No deja de ser fascinante que uno de los iconos fundamentales de la nacionalidad sea la imagen de un hombre preso ¿Acaso nos vemos a nosotros mismos? ¿Acaso el amasijo de nuestras frustraciones y la noria de nuestras pesadillas burocráticas y la violencia de nuestra indolencia están allí, en el rostro del Generalísimo? ¿Somos nosotros ese hombre quieto que espera un desenlace?
Algo ocurre con esta imagen que a medida que pasan los años se va haciendo emblemática de los venezolanos ¿Será que mueve en nosotros la solidaridad con la estampa del derrotado? ¿Por qué no nos seduce tanto la figura marcial de otro guerrero del que sólo conocemos sus victorias? ¿Será que Miranda preso, al final de sus días, despues de haber conocido la gloria europea, se nos hace más humano, demasiado humano? Quizás sea eso: el General que ha sido casi un dios, también va a ser reducido a nada. Sus cenizas serán como las nuestras: nos vemos en la obra como quien se mira en el espejo.

Desde el mismo momento en que fue mostrado al público comenzó a ejercer su influjo enigmático. Como La Gioconda, el rostro de Miranda no hay manera de precisar qué es lo que transmite.

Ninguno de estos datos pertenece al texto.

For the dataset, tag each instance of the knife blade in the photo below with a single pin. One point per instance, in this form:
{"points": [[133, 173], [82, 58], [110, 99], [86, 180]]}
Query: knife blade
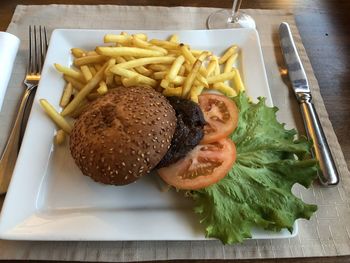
{"points": [[328, 173]]}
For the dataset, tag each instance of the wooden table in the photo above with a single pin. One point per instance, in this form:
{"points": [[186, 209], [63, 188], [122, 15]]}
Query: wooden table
{"points": [[324, 26]]}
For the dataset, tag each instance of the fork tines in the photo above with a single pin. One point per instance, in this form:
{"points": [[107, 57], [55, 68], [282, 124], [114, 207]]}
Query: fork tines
{"points": [[37, 48]]}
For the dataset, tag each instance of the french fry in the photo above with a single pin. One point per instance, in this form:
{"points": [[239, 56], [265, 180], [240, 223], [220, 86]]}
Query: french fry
{"points": [[117, 80], [237, 80], [86, 72], [110, 80], [229, 62], [225, 89], [102, 89], [179, 80], [175, 68], [229, 52], [159, 67], [174, 38], [127, 51], [78, 52], [172, 92], [85, 91], [129, 74], [182, 70], [213, 63], [144, 44], [145, 61], [76, 84], [222, 77], [70, 72], [55, 116], [190, 78], [92, 70], [159, 75], [67, 93], [141, 36], [89, 60], [60, 137]]}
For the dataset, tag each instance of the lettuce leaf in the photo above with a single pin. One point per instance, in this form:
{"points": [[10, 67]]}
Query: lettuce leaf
{"points": [[257, 190]]}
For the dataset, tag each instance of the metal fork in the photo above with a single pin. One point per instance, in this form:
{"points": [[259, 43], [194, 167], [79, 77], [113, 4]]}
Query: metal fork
{"points": [[37, 51]]}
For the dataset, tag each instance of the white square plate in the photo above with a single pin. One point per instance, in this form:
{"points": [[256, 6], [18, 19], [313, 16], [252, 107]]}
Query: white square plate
{"points": [[50, 199]]}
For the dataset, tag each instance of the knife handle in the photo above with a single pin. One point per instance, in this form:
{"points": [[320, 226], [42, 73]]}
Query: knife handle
{"points": [[328, 175]]}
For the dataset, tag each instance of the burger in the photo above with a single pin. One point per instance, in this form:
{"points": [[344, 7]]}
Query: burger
{"points": [[128, 132]]}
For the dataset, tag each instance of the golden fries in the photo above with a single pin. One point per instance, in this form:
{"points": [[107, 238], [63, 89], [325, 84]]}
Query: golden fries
{"points": [[229, 62], [175, 68], [86, 72], [84, 92], [102, 89], [145, 61], [67, 93], [127, 51], [171, 68], [130, 74], [238, 81], [89, 60], [190, 78], [55, 116], [76, 84], [70, 72]]}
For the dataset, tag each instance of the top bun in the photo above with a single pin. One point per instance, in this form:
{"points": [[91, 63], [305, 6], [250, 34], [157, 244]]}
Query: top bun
{"points": [[123, 135]]}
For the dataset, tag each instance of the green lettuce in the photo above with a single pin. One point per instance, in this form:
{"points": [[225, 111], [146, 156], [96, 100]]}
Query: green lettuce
{"points": [[257, 190]]}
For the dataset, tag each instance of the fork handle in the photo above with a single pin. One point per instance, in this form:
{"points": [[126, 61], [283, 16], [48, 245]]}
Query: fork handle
{"points": [[9, 156]]}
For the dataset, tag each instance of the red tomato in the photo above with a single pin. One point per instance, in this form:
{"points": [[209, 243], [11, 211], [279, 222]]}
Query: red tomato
{"points": [[221, 115], [205, 165]]}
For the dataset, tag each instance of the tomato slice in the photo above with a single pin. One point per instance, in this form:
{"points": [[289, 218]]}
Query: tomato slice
{"points": [[205, 165], [221, 115]]}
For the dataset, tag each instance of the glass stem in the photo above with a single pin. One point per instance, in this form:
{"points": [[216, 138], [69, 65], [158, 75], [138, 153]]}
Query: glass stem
{"points": [[235, 7]]}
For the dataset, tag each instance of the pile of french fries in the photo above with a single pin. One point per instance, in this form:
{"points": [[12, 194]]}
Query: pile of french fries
{"points": [[169, 66]]}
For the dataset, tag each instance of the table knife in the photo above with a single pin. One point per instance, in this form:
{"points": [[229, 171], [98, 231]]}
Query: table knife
{"points": [[328, 173]]}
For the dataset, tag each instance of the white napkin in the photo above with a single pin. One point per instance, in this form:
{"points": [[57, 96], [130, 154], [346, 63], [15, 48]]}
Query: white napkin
{"points": [[9, 45]]}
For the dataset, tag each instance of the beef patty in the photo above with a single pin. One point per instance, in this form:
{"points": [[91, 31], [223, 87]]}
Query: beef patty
{"points": [[189, 130]]}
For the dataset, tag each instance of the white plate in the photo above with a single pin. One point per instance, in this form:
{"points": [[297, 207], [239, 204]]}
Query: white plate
{"points": [[50, 199]]}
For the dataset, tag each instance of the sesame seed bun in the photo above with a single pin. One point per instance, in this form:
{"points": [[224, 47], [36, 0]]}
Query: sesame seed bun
{"points": [[123, 135]]}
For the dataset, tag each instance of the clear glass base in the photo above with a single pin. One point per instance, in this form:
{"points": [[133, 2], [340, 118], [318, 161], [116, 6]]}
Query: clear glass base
{"points": [[223, 19]]}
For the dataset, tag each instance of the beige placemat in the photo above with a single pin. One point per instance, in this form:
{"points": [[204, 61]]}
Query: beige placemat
{"points": [[326, 234]]}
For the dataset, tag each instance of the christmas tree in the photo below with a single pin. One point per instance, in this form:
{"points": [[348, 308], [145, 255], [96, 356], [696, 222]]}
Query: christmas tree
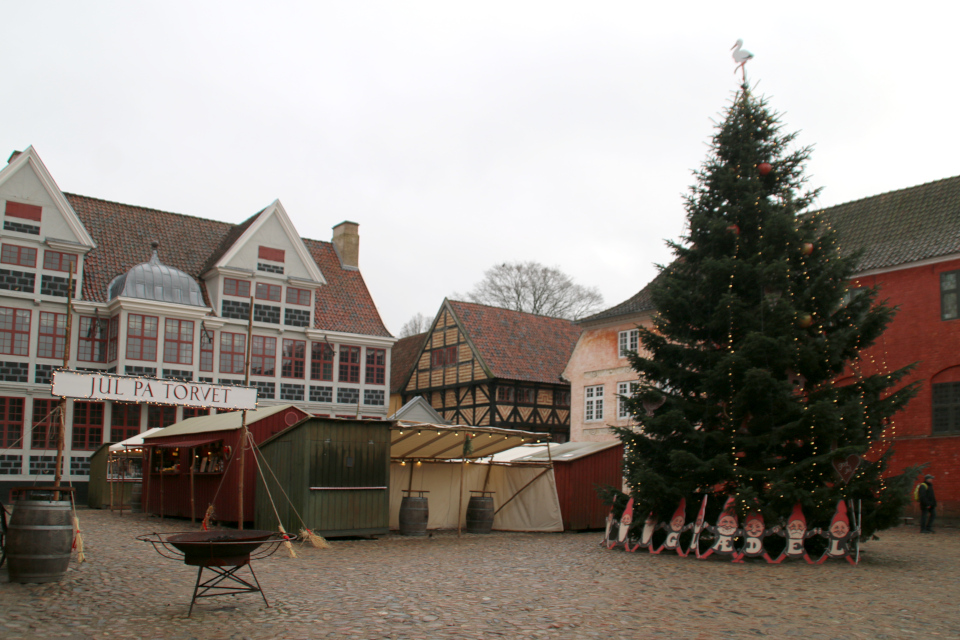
{"points": [[750, 381]]}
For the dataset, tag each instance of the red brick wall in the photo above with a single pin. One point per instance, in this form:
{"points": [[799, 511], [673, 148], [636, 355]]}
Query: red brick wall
{"points": [[917, 334]]}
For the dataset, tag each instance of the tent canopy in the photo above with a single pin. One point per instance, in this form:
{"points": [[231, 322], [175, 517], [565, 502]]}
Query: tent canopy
{"points": [[429, 441], [218, 422]]}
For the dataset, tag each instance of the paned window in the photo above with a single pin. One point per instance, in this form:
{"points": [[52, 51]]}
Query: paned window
{"points": [[112, 338], [233, 352], [11, 422], [159, 417], [14, 331], [625, 391], [376, 366], [20, 256], [142, 337], [178, 341], [593, 403], [92, 346], [946, 407], [949, 295], [628, 341], [294, 358], [24, 211], [124, 421], [46, 424], [321, 361], [263, 356], [206, 350], [349, 364], [268, 291], [87, 425], [298, 296], [234, 287], [526, 395], [59, 261], [443, 356], [52, 335]]}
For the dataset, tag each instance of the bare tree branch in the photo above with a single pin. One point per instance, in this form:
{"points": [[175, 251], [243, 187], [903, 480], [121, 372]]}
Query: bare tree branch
{"points": [[535, 288]]}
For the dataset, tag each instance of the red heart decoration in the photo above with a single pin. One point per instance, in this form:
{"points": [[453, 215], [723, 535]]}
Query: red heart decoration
{"points": [[847, 467]]}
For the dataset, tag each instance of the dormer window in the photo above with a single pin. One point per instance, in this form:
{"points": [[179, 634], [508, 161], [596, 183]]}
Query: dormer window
{"points": [[234, 287], [20, 256], [27, 218], [268, 292], [58, 261], [270, 260]]}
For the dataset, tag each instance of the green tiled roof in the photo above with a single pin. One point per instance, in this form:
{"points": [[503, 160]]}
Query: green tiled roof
{"points": [[902, 226]]}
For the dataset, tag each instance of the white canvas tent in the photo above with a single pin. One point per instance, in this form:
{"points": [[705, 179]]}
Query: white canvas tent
{"points": [[431, 457]]}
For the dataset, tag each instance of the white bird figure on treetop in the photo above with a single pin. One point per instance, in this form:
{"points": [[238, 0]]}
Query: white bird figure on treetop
{"points": [[741, 56]]}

Allí está su poder: la dilucidación de su carácter abre la puerta de tantas interpretaciones como espectadores se planten frente al lienzo. Michelena jamás imaginó que al transferir el estado de su alma al personaje lograría universalizar su situación. Nadie que se proponga esto lo logra. Simplemente el pintor quiso dejar allí los movimientos de su corazón, los latidos de su propia finitud.